#*

 This script does some simple word/line parsing. This could be 
 expanded into recognising multiword patterns. 

NOTES
  
 "name.ext" [code|script|file|image|document]
 name.ext [code|script|file|image|document]
 [code|script|file|image|document] "name.ext"
 [code|script|file|image|document] name.ext

HISTORY

 19 june 2022
   began, roughly working
   
*#

  read;
  # ignore \r
  [\r] { clear; (eof) {.reparse} .restart }
  
  # dont tokenize non-leading space. One space will be printed
  # between each word.
  [ \t\f] { while [ \t\f]; clear; (eof) {.reparse} .restart }
  
  [\n] { 
    # make character count relative to line.
    nochars;
    # save the leading space in the nl* token 
    while [:space:];
    put; clear; add "nl*"; push; .reparse
  }

  # everything else is a word
  !"" { 
    whilenot [:space:]; put; clear;
    add "word*"; push; .reparse 
  }

parse>
  # to visualise parse token reductions
   add "line "; lines; add " char "; chars; add ": "; print; clear; 
   unstack; add "\n"; print; clip; stack; 

  #-------
  # 1 token
  pop; 

  # the last line of the file with no final newline char
  (eof) {
    "word*","text*" {
      clear; add "line*"; push; .reparse
    }
  }

  #-------
  # 2 tokens
  pop; 
  # I want to recognise 2 word structures, so need to separate
  # the text*word* reduction from the word*word* rule. 
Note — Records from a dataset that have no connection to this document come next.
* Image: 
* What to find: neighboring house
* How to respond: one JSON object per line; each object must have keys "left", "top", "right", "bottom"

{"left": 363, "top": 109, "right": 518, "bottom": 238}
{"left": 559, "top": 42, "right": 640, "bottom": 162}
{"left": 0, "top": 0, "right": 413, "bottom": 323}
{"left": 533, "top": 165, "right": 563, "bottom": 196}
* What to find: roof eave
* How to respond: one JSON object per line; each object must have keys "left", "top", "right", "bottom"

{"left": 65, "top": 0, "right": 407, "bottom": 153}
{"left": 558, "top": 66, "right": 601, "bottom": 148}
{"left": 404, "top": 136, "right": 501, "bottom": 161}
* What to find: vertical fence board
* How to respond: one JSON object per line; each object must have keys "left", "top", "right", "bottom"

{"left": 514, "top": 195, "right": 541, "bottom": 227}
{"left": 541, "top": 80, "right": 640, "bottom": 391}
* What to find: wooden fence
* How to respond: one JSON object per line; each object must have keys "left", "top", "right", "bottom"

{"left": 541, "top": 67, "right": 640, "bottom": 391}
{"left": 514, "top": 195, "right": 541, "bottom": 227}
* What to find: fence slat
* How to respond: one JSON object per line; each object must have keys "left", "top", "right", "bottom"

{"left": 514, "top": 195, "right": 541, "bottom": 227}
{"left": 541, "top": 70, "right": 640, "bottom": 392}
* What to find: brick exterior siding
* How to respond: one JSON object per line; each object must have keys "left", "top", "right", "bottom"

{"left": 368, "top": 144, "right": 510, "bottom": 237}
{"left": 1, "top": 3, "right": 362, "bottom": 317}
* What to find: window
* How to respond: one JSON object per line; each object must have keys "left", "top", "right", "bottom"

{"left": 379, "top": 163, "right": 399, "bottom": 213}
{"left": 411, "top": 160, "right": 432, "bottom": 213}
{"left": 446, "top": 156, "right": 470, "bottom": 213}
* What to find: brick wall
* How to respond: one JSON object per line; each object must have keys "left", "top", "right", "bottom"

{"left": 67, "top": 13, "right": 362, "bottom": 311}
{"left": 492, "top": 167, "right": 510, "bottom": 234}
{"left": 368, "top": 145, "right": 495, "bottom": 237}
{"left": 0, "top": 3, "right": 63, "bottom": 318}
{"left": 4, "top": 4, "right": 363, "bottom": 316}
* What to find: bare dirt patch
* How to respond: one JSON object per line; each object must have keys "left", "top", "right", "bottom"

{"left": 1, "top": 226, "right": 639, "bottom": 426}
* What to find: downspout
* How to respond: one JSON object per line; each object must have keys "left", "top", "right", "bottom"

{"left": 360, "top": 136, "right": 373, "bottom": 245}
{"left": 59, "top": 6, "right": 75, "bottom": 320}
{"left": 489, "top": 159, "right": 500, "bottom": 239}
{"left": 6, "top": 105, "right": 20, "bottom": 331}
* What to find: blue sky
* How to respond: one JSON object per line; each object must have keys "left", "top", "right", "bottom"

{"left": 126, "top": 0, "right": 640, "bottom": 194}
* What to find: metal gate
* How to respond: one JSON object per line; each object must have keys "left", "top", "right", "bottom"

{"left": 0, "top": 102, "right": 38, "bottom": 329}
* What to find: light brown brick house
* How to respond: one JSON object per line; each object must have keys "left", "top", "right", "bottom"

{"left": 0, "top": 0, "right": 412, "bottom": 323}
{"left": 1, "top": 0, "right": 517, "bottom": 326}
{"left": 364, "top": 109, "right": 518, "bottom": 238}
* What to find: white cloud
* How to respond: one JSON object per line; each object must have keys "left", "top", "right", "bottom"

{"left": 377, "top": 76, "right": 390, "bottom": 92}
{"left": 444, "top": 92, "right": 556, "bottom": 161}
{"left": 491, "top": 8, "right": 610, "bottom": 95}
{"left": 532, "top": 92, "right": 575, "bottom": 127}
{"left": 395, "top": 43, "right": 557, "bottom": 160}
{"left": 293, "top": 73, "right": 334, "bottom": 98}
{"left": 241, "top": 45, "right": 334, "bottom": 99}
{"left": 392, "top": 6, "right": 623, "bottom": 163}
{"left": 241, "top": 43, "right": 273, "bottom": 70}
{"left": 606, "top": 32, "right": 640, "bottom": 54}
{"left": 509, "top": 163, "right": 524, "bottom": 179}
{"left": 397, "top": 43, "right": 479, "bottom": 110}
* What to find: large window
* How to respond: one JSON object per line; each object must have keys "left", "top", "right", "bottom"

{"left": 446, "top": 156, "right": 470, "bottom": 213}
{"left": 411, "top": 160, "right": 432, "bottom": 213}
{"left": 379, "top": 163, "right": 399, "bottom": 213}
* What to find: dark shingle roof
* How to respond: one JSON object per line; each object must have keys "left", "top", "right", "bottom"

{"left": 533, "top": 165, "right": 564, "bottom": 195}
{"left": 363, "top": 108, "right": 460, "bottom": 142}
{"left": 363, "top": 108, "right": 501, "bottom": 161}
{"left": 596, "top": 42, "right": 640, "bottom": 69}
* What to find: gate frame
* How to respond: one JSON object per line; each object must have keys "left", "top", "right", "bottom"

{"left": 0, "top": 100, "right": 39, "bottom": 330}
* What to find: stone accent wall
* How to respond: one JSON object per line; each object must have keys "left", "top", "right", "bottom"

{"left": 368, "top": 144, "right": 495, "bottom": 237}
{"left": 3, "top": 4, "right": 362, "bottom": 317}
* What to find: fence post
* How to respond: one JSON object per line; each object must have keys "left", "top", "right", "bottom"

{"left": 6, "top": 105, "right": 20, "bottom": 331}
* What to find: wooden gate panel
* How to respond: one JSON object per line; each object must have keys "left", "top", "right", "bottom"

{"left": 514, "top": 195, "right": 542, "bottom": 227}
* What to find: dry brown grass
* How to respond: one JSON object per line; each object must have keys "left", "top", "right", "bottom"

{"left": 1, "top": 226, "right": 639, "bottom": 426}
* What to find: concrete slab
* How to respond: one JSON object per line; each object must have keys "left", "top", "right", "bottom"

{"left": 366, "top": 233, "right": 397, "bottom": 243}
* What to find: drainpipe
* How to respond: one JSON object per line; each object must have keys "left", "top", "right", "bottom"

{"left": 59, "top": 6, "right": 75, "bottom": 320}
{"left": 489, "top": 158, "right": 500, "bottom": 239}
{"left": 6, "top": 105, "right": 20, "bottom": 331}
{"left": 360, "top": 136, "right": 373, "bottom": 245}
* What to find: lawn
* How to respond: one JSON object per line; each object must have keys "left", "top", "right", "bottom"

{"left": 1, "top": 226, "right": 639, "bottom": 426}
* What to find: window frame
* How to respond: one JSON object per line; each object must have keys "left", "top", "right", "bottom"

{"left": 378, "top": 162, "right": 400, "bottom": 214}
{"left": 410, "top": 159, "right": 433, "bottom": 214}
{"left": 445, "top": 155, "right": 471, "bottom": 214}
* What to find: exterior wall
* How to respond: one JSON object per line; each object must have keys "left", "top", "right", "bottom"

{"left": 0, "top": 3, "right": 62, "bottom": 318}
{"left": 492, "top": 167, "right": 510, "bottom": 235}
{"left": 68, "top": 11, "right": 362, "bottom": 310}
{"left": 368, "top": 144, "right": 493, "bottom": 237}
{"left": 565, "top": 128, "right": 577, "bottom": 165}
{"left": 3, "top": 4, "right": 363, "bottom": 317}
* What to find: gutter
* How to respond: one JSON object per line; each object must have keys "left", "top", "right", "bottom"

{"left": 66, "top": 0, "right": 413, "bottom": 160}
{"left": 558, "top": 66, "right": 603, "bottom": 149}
  # is there any need for a file* token, link token etc? 
  "word*word*","text*word*" {
     clear; get; add " "; ++; get; --; put; 
     clear; add "text*"; push; .reparse
  }

  "word*nl*","text*nl*" {
    clear; get; ++; get; --; put; clear;
    add "line*"; push; .reparse
  }

  "line*line*","lineset*line*" {
    clear; get; ++; get; --; put; clear;
    add "lineset*"; push; .reparse
  }

  push; push;

  (eof) {
    pop;
    "word*","text*","line*","lineset*" { 
      clear; get; add "\n"; print; clear; quit;
    }
  }